I also support the #* syntax for bit vectors, rather than the #" syntax.
It's probably mere temporal accident that the simple switch proposal
uses #" while the RPG memorial proposal uses #*.

To sum up:

A vector is a 1-dimensional array.  It prints as #(foo bar) or #<array...>
depending on the value of a switch.

A string is a vector of characters.  It always prints as "foo".  Unlike
all other arrays, strings self-evaluate and are compared by EQUAL.

A bit-vector is a vector of bits.  It always prints as #*101.  Since as
far as I can tell these are redundant with integers, perhaps like integers
they should self-evaluate and be compared by EQUAL.  I don't care.

A simple-vector, simple-string, or simple-bit-vector is one of the above
with none of the following MAKE-ARRAY (or MAKE-STRING) options specified:

	:FILL-POINTER
	:ADJUSTABLE-SIZE
	:DISPLACED-TO
	:LEADER-LENGTH, :LEADER-LIST (in implementations that offer them)

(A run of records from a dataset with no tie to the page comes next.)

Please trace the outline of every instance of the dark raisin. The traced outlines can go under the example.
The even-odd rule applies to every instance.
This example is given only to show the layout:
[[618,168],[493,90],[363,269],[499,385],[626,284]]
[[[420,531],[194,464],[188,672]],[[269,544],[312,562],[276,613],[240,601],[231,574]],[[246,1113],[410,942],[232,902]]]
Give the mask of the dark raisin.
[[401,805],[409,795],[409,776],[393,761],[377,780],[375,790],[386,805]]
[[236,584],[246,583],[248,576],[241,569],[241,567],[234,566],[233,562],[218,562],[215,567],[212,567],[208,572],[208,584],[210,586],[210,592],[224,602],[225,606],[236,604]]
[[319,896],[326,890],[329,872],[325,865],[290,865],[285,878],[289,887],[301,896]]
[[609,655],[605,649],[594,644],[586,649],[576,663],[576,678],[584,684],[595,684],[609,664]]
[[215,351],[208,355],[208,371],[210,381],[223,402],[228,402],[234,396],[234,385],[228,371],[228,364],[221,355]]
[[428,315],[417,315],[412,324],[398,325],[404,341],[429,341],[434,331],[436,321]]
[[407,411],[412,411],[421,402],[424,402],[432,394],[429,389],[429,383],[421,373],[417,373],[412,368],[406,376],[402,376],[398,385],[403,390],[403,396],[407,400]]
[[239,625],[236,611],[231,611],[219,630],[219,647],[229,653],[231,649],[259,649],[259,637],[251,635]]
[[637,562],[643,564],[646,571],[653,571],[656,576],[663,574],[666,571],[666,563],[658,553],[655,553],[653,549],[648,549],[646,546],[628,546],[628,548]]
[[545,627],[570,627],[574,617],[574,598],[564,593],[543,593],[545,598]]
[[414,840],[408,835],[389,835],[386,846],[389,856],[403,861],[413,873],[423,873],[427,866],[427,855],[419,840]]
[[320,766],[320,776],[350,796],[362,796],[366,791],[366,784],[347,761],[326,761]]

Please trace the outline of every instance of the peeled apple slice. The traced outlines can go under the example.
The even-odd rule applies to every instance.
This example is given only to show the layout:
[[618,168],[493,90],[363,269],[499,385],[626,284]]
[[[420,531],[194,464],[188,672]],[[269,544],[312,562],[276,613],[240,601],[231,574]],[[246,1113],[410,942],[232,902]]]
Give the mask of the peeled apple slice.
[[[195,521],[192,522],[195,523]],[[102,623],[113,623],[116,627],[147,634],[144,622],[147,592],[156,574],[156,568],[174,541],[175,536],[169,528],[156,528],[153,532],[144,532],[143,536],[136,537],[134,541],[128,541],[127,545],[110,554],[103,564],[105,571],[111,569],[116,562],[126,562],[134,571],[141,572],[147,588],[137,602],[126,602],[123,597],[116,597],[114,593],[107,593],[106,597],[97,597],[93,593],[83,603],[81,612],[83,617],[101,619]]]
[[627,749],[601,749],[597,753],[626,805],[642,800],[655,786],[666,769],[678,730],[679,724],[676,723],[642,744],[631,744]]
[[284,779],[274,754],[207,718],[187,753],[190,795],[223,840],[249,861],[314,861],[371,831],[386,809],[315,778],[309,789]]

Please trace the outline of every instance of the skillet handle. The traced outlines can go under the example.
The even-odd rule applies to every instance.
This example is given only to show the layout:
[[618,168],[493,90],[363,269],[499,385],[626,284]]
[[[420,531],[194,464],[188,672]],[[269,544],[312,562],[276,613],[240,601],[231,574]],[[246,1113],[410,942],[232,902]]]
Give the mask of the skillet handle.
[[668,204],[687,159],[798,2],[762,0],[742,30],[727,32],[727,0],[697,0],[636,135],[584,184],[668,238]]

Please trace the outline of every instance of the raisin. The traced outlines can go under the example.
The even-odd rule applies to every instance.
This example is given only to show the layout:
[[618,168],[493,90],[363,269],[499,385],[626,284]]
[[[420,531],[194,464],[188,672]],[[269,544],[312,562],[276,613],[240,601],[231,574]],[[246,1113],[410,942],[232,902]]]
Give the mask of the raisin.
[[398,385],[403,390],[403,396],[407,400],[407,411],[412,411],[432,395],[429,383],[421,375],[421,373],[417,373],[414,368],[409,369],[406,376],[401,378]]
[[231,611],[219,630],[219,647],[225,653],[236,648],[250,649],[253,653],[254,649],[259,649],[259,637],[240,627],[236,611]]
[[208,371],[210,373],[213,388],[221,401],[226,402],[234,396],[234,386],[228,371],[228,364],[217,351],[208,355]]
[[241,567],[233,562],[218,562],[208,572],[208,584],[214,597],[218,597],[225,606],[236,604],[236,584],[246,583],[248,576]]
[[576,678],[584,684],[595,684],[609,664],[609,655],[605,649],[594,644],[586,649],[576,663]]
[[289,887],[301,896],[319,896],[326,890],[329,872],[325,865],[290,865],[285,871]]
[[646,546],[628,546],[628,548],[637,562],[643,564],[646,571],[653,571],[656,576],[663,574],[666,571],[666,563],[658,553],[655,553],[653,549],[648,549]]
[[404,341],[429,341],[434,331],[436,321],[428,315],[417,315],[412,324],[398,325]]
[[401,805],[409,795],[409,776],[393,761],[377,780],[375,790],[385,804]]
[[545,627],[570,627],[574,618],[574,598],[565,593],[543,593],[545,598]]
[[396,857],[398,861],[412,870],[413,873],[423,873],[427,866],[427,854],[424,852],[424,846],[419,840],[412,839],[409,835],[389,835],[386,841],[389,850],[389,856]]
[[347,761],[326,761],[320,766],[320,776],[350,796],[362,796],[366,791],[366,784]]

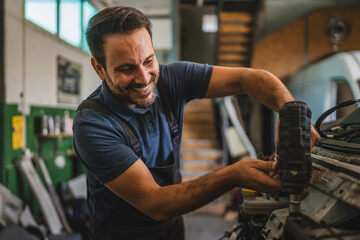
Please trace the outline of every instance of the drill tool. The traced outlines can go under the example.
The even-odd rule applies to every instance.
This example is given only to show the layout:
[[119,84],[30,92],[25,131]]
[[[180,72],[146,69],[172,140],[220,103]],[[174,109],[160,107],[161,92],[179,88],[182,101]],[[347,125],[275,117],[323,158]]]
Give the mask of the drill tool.
[[304,102],[285,103],[280,109],[279,174],[290,194],[290,215],[300,213],[300,194],[311,178],[311,110]]

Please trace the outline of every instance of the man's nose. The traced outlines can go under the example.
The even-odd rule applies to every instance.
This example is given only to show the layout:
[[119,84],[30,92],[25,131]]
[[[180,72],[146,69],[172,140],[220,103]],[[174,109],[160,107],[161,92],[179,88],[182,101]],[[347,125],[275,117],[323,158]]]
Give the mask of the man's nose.
[[144,84],[144,85],[148,85],[151,79],[151,74],[147,71],[146,68],[144,68],[143,66],[141,66],[138,70],[138,74],[137,74],[137,78],[136,78],[136,83],[138,84]]

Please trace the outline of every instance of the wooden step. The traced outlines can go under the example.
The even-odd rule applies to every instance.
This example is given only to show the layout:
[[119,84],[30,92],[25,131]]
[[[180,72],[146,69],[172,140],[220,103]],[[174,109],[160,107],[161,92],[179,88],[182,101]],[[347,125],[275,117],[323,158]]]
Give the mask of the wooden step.
[[184,139],[181,147],[183,149],[218,149],[219,144],[215,139]]
[[183,160],[218,160],[222,157],[219,149],[183,149],[180,158]]
[[234,53],[222,53],[219,54],[219,61],[223,62],[223,61],[233,61],[233,62],[239,62],[239,61],[244,61],[247,60],[247,55],[241,55],[241,54],[234,54]]
[[185,122],[183,125],[183,131],[215,131],[215,125],[213,123]]
[[253,16],[248,12],[221,12],[220,21],[252,22]]
[[214,115],[211,113],[196,113],[184,115],[184,122],[214,123]]
[[215,139],[215,132],[204,132],[204,131],[183,131],[183,139]]
[[252,27],[239,24],[220,25],[219,33],[251,33]]
[[249,44],[249,34],[221,34],[219,44]]
[[242,45],[242,44],[221,44],[219,45],[219,52],[220,53],[224,53],[224,52],[248,52],[249,51],[249,47],[247,45]]
[[194,113],[209,113],[213,114],[214,110],[212,107],[203,107],[203,106],[187,106],[184,109],[185,114],[194,114]]

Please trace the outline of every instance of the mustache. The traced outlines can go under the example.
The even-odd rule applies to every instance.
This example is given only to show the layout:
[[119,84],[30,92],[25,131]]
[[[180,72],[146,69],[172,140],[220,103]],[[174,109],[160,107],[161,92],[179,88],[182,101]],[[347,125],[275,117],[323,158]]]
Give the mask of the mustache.
[[155,79],[156,79],[156,75],[152,75],[148,84],[130,83],[126,87],[126,90],[130,90],[132,88],[143,88],[143,87],[149,86],[150,84],[155,83]]

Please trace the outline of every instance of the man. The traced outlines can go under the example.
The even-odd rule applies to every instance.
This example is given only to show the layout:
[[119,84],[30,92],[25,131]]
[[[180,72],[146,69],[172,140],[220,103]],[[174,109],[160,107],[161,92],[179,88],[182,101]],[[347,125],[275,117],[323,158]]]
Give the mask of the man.
[[[114,114],[104,114],[102,107],[82,108],[74,119],[74,145],[86,168],[95,239],[183,239],[179,216],[230,189],[282,189],[278,176],[266,174],[276,170],[272,162],[241,160],[185,183],[178,166],[187,102],[247,93],[278,111],[294,100],[279,79],[248,68],[188,62],[159,65],[151,22],[129,7],[106,8],[95,15],[87,41],[91,64],[102,80],[88,99]],[[169,112],[179,125],[178,135],[169,129]],[[136,135],[140,154],[121,122]],[[314,141],[316,137],[313,134]]]

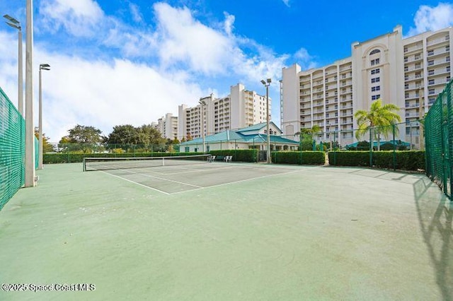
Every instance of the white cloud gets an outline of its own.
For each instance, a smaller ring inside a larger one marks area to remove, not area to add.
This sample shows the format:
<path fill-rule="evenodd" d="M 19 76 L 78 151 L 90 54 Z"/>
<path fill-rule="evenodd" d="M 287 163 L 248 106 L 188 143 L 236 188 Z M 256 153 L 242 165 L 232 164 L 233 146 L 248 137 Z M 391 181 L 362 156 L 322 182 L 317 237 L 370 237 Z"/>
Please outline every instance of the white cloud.
<path fill-rule="evenodd" d="M 52 70 L 43 75 L 45 132 L 51 140 L 59 140 L 79 124 L 108 135 L 115 125 L 139 126 L 166 112 L 177 114 L 178 105 L 196 102 L 203 93 L 188 78 L 127 60 L 110 64 L 53 56 Z"/>
<path fill-rule="evenodd" d="M 99 5 L 92 0 L 42 0 L 40 14 L 43 26 L 50 32 L 63 27 L 76 37 L 91 37 L 104 16 Z"/>
<path fill-rule="evenodd" d="M 425 31 L 435 31 L 453 25 L 453 4 L 440 3 L 437 6 L 422 5 L 414 17 L 415 28 L 408 34 L 413 36 Z"/>
<path fill-rule="evenodd" d="M 302 70 L 308 70 L 316 67 L 314 57 L 310 55 L 309 52 L 304 47 L 297 50 L 293 57 Z"/>
<path fill-rule="evenodd" d="M 226 11 L 224 11 L 224 15 L 225 16 L 225 22 L 224 22 L 225 33 L 226 33 L 226 35 L 228 35 L 229 36 L 231 36 L 231 33 L 233 32 L 233 28 L 234 28 L 233 26 L 233 24 L 234 23 L 235 18 L 234 18 L 234 16 L 230 15 Z"/>
<path fill-rule="evenodd" d="M 132 18 L 137 23 L 143 22 L 143 16 L 140 13 L 139 7 L 134 4 L 129 4 L 129 8 L 130 9 L 130 13 L 132 15 Z"/>
<path fill-rule="evenodd" d="M 186 7 L 154 5 L 161 36 L 160 57 L 167 65 L 186 63 L 205 73 L 219 71 L 231 57 L 231 40 L 194 19 Z"/>
<path fill-rule="evenodd" d="M 48 43 L 35 44 L 35 89 L 38 64 L 47 62 L 52 69 L 42 74 L 44 132 L 52 141 L 57 142 L 77 124 L 97 127 L 108 135 L 115 125 L 139 126 L 167 112 L 177 115 L 179 105 L 195 105 L 200 97 L 211 91 L 217 94 L 217 90 L 224 93 L 238 82 L 259 89 L 261 78 L 272 78 L 273 85 L 277 86 L 289 56 L 276 55 L 253 40 L 235 35 L 234 16 L 225 13 L 222 25 L 214 28 L 202 24 L 185 7 L 159 3 L 154 11 L 156 23 L 152 30 L 140 30 L 105 15 L 91 0 L 42 0 L 40 13 L 50 13 L 45 24 L 59 26 L 82 42 L 89 37 L 91 45 L 79 46 L 86 47 L 83 53 L 102 45 L 113 54 L 103 61 L 75 55 L 69 48 L 53 53 L 44 48 Z M 96 28 L 100 25 L 104 26 L 102 30 Z M 17 47 L 6 45 L 16 45 L 17 37 L 1 30 L 0 40 L 4 42 L 0 45 L 0 85 L 13 100 Z M 102 36 L 98 32 L 105 33 Z M 136 57 L 146 60 L 137 63 Z M 35 124 L 38 95 L 35 90 Z"/>

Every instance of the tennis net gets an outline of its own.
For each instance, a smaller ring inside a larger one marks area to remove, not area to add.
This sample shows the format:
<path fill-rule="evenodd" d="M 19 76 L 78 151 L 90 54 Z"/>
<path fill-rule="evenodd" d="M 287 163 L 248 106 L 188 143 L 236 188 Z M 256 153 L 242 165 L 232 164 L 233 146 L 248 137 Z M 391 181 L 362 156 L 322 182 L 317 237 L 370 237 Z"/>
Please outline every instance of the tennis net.
<path fill-rule="evenodd" d="M 84 158 L 84 171 L 127 170 L 156 166 L 188 165 L 208 162 L 210 155 L 171 157 Z"/>

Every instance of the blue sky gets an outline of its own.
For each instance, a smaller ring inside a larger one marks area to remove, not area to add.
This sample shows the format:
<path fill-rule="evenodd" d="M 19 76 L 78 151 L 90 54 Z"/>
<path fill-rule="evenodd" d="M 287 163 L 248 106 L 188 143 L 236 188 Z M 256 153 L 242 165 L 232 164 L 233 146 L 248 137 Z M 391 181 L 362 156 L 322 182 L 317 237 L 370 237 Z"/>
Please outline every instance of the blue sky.
<path fill-rule="evenodd" d="M 352 42 L 398 24 L 407 37 L 453 23 L 453 2 L 435 1 L 33 2 L 34 99 L 37 104 L 38 66 L 48 63 L 43 129 L 55 142 L 77 124 L 108 135 L 115 125 L 177 115 L 178 105 L 195 105 L 212 92 L 224 96 L 237 83 L 264 95 L 260 81 L 268 77 L 273 121 L 280 124 L 282 67 L 306 69 L 350 57 Z M 25 0 L 0 1 L 1 15 L 24 29 L 25 11 Z M 17 34 L 4 24 L 0 40 L 0 87 L 16 104 Z"/>

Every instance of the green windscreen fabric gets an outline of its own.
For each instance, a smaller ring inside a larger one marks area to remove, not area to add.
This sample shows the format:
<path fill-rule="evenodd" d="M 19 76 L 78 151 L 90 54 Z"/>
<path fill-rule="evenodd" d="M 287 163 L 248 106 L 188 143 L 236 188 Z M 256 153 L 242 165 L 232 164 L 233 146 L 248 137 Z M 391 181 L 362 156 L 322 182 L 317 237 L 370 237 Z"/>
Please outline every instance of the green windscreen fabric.
<path fill-rule="evenodd" d="M 425 117 L 426 175 L 451 199 L 453 153 L 452 81 L 439 94 Z"/>
<path fill-rule="evenodd" d="M 25 183 L 25 120 L 0 88 L 0 210 Z"/>

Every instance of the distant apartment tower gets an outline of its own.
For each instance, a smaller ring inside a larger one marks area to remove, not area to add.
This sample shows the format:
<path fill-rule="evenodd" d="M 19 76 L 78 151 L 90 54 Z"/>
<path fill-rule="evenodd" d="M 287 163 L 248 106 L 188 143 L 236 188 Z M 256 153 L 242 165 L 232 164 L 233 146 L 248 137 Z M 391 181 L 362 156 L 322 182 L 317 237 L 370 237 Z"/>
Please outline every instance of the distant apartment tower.
<path fill-rule="evenodd" d="M 271 102 L 272 99 L 269 98 L 270 120 Z M 230 94 L 226 97 L 214 98 L 211 94 L 201 98 L 199 105 L 195 107 L 180 105 L 178 137 L 179 139 L 200 138 L 203 129 L 205 135 L 208 136 L 265 121 L 265 96 L 260 95 L 255 91 L 246 90 L 243 84 L 238 83 L 230 87 Z"/>
<path fill-rule="evenodd" d="M 408 122 L 423 118 L 449 81 L 452 28 L 402 38 L 402 28 L 351 45 L 350 57 L 302 71 L 297 64 L 282 69 L 280 114 L 284 134 L 319 125 L 331 140 L 344 146 L 356 141 L 354 113 L 369 110 L 372 102 L 400 107 L 406 126 L 397 138 L 420 143 L 419 127 Z M 364 140 L 365 138 L 364 138 Z"/>
<path fill-rule="evenodd" d="M 178 117 L 173 116 L 171 113 L 166 114 L 157 120 L 156 129 L 165 138 L 172 140 L 177 138 Z"/>

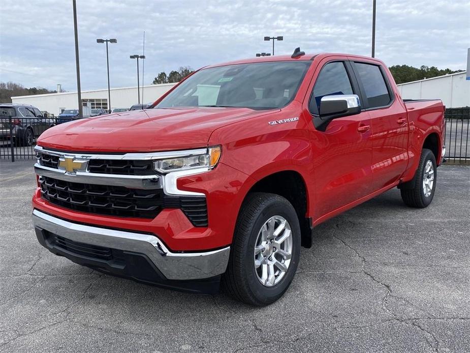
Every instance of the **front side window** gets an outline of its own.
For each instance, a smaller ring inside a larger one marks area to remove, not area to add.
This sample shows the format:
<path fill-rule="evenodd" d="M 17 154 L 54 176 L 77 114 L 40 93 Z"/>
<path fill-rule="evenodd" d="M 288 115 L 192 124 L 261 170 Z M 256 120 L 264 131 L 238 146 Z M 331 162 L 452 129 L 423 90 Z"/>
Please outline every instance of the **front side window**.
<path fill-rule="evenodd" d="M 344 64 L 341 62 L 330 63 L 323 67 L 317 78 L 310 110 L 318 114 L 322 98 L 325 96 L 351 94 L 353 87 Z"/>
<path fill-rule="evenodd" d="M 380 68 L 377 65 L 355 63 L 354 67 L 362 83 L 368 102 L 368 108 L 383 107 L 391 99 Z"/>
<path fill-rule="evenodd" d="M 201 70 L 155 108 L 280 108 L 293 99 L 310 61 L 253 63 Z"/>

There are type names and predicates for the three simple array types.  In
some implementations using the type declaration gets you more efficient
code that only works for that simple type, which is why these are in the
language at all.  There are no user-visible distinctions associated with
simpleness other than those implied by the absence of the above MAKE-ARRAY
options.